Do you mean evidence for or against the efficacy of chiropractic is anecdotal?
 
Here's a quote from a critical review of chiropractic (http://www.ncbi.nlm.nih.gov/pubmed/18280103):

Back and neck pain are the domains of chiropractic but many chiropractors treat conditions other than musculoskeletal problems. With the possible exception of back pain, chiropractic spinal manipulation has not been shown to be effective for any medical condition. Manipulation is associated with frequent mild adverse effects and with serious complications of unknown incidence. Its cost-effectiveness has not been demonstrated beyond reasonable doubt. The concepts of chiropractic are not based on solid science and its therapeutic value has not been demonstrated beyond reasonable doubt.
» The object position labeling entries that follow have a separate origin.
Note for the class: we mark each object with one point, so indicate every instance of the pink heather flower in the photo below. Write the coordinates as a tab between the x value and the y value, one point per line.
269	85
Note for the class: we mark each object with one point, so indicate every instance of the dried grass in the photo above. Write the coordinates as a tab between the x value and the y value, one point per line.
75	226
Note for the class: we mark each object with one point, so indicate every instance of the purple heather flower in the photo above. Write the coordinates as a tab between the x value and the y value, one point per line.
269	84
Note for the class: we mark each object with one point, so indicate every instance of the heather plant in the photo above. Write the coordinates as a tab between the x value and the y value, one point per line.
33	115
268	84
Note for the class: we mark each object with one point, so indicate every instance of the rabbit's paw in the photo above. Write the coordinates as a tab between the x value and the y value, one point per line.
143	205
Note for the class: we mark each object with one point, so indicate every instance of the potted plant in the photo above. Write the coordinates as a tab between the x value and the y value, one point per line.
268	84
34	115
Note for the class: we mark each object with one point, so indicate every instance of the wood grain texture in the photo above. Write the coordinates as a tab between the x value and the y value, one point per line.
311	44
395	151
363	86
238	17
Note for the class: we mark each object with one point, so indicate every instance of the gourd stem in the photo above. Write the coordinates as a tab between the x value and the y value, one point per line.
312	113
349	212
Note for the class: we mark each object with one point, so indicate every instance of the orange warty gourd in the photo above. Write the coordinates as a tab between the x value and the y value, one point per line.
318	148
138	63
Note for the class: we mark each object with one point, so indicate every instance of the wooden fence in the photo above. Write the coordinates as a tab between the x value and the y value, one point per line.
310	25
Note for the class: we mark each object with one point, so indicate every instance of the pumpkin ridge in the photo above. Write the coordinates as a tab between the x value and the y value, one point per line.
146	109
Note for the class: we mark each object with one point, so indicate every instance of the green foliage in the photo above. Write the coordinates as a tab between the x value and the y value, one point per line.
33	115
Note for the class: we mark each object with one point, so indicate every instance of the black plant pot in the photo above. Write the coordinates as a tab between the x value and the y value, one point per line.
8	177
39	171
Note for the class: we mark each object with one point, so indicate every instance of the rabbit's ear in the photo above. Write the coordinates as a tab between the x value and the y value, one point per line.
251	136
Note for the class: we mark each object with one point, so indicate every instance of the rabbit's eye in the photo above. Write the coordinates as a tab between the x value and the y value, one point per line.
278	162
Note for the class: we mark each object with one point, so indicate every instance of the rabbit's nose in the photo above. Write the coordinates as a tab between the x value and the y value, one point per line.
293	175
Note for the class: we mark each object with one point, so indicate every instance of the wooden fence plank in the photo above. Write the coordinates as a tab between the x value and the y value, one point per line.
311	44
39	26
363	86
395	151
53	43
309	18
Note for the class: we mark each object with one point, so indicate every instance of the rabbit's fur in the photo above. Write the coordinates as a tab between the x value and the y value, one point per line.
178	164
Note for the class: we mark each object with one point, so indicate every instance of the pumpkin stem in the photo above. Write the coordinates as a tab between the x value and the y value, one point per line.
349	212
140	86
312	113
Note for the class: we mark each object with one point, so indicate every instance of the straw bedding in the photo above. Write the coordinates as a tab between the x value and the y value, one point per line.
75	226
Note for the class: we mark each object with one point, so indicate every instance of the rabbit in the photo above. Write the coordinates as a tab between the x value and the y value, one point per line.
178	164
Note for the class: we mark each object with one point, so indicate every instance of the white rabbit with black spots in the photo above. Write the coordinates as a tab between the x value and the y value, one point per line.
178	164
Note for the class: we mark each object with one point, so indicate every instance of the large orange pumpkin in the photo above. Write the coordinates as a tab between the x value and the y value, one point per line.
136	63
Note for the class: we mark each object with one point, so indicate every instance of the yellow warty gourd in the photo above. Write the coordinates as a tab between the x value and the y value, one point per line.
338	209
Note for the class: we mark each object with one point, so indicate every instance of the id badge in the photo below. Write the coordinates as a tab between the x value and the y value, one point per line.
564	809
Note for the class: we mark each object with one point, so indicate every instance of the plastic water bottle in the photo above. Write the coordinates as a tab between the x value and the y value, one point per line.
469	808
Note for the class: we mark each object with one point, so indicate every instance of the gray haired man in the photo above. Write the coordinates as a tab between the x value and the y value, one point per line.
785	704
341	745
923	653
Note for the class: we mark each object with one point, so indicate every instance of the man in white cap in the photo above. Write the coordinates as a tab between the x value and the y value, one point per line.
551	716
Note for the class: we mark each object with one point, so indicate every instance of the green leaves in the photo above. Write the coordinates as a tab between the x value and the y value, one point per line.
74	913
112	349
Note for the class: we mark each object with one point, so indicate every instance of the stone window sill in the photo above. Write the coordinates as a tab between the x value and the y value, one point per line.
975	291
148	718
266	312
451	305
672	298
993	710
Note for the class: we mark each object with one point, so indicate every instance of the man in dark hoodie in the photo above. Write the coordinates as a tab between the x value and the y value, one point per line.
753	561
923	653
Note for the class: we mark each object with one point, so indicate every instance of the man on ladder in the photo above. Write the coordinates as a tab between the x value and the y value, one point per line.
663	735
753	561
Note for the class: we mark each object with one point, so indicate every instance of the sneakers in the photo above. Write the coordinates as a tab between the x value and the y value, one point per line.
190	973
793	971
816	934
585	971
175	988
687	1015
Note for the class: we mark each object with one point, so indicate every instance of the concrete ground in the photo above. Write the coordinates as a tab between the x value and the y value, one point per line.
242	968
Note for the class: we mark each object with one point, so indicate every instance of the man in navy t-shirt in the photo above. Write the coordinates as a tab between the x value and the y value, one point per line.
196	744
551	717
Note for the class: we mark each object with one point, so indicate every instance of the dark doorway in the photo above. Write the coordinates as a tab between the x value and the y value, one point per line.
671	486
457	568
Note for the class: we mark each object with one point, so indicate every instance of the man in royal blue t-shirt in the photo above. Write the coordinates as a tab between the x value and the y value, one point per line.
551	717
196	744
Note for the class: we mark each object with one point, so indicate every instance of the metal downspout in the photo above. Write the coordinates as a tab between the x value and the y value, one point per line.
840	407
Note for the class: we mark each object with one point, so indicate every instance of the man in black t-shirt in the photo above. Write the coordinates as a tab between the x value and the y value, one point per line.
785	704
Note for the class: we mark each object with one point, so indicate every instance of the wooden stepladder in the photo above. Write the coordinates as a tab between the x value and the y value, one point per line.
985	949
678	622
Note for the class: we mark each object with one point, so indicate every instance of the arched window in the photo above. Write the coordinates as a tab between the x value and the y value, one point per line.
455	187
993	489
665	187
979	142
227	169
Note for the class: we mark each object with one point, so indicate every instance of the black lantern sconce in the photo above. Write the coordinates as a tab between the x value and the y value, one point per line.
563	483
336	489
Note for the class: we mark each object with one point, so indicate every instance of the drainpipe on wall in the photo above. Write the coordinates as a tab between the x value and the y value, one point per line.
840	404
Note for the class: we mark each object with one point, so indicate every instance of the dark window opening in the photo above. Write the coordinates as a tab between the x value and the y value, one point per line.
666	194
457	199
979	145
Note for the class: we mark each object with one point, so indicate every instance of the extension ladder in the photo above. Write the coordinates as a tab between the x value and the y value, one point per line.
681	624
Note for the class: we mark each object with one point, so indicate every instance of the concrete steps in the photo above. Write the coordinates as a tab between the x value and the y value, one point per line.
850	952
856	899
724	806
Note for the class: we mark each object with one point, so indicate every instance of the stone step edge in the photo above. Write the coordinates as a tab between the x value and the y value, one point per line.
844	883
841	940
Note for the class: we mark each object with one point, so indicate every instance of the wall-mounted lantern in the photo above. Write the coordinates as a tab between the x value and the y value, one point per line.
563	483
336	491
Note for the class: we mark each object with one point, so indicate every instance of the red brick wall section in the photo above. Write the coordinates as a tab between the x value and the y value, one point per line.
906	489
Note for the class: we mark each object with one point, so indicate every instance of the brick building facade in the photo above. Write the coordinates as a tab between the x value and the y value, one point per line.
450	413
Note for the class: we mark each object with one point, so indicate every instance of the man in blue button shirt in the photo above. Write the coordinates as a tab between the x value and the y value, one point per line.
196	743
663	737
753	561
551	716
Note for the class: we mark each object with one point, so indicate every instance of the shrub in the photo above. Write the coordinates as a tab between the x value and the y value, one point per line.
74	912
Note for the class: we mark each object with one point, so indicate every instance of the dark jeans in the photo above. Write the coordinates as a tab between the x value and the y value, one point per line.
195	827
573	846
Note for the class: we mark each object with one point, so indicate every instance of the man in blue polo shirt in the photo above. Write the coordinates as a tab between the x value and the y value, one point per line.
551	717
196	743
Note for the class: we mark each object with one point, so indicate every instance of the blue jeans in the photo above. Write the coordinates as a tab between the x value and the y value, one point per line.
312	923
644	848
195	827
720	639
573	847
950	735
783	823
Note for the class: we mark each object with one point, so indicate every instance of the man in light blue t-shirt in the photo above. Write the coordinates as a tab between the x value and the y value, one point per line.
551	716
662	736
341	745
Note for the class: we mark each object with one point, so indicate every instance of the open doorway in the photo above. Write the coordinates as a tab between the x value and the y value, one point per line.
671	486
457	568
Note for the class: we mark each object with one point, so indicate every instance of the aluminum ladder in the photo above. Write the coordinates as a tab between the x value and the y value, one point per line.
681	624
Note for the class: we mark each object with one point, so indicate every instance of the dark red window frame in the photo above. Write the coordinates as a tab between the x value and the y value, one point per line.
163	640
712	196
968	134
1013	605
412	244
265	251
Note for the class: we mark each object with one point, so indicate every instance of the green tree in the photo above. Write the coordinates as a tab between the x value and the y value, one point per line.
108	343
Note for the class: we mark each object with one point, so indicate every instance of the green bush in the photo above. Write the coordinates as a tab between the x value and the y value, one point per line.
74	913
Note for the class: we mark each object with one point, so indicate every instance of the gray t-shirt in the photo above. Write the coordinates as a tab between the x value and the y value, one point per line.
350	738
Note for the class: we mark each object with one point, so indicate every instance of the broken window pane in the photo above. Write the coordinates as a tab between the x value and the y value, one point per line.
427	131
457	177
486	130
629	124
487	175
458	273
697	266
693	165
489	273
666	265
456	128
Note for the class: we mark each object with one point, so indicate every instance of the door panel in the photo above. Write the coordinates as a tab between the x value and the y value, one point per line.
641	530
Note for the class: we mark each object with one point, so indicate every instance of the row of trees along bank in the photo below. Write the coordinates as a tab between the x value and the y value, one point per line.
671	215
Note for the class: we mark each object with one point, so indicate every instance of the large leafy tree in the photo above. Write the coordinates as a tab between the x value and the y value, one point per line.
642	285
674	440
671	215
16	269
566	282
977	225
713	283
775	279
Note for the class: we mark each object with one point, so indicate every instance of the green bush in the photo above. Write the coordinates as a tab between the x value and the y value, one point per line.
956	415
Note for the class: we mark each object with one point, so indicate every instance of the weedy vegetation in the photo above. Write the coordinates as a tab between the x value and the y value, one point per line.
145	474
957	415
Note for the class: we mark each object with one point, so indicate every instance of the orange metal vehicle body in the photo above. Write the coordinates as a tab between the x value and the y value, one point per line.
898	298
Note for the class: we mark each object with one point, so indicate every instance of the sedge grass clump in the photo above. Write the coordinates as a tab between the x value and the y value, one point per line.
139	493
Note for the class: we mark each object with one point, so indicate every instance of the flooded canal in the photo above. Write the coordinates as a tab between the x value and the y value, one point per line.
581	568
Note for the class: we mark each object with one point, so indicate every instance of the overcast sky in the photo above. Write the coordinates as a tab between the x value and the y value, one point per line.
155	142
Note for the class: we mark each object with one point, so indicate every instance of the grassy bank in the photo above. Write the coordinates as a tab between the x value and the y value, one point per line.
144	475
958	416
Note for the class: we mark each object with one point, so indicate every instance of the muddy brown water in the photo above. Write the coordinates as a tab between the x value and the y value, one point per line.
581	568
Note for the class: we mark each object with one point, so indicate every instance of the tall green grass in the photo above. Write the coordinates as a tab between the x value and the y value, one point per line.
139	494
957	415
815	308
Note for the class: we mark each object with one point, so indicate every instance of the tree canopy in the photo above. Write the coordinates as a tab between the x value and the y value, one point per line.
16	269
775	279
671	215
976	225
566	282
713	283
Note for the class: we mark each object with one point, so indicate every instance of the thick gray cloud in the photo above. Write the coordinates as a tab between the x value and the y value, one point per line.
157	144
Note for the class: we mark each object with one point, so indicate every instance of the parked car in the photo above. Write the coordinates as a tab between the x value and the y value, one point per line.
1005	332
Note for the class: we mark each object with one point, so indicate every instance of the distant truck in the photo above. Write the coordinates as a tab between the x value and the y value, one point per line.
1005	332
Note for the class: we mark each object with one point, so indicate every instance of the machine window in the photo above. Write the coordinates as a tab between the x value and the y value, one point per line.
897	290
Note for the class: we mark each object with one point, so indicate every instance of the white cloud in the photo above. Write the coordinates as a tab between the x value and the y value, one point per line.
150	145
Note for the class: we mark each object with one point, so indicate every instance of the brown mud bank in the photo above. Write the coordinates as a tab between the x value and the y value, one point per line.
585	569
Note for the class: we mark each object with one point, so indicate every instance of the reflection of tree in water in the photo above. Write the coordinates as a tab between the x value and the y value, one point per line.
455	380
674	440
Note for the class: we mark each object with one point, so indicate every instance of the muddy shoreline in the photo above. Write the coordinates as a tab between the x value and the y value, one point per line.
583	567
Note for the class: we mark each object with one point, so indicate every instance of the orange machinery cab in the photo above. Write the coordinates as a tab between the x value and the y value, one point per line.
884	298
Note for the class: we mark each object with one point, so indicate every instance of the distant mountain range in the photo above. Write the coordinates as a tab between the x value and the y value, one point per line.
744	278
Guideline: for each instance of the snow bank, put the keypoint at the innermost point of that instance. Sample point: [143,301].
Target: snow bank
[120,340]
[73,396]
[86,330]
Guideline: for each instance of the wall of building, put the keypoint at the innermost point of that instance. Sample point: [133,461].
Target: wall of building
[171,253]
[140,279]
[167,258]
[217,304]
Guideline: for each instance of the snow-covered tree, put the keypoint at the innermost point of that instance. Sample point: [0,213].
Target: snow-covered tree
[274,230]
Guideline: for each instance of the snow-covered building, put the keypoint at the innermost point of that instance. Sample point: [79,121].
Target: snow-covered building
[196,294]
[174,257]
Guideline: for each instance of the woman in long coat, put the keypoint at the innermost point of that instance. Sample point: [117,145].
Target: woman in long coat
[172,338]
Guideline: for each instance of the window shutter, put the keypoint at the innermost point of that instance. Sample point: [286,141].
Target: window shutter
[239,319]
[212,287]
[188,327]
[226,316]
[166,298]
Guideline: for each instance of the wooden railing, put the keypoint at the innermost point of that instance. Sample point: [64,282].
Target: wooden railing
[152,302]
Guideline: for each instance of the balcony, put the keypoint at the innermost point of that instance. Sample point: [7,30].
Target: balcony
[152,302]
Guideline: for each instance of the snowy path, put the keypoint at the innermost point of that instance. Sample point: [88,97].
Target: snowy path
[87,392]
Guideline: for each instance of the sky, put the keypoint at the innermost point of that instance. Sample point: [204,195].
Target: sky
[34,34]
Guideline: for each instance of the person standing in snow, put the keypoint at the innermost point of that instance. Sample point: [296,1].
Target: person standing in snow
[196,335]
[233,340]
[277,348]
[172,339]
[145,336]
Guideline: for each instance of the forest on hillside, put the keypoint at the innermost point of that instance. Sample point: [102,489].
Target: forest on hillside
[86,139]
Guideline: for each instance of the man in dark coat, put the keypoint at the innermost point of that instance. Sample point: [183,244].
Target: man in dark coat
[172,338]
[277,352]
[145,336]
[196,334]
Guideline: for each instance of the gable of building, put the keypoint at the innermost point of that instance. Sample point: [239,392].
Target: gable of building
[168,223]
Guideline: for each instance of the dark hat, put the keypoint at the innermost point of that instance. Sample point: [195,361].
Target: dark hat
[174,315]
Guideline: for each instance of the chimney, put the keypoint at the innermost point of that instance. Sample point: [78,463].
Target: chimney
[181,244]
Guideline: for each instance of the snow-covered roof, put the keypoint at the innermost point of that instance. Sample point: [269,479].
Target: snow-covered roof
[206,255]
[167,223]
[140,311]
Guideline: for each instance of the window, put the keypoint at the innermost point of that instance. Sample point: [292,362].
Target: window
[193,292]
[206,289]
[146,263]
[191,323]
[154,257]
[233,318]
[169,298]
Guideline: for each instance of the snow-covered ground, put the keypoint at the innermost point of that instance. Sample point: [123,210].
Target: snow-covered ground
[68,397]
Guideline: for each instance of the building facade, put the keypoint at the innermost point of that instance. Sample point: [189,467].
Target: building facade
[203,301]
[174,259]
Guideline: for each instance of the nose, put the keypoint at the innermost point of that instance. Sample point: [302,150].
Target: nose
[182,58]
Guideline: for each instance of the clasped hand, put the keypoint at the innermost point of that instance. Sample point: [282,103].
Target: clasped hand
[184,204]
With regards back pain, this is interesting http://onlinelibrary.wiley.com/doi/10.1002/14651858.CD000447.pub2/abstract:

Thirty-nine RCTs were identified. Meta-regression models were developed for acute or chronic pain and short-term and long-term pain and function. For patients with acute low-back pain, spinal manipulative therapy was superior only to sham therapy (10-mm difference [95% CI, 2 to 17 mm] on a 100-mm visual analogue scale) or therapies judged to be ineffective or even harmful. Spinal manipulative therapy had no statistically or clinically significant advantage over general practitioner care, analgesics, physical therapy, exercises, or back school. Results for patients with chronic low-back pain were similar. Radiation of pain, study quality, profession of manipulator, and use of manipulation alone or in combination with other therapies did not affect these results.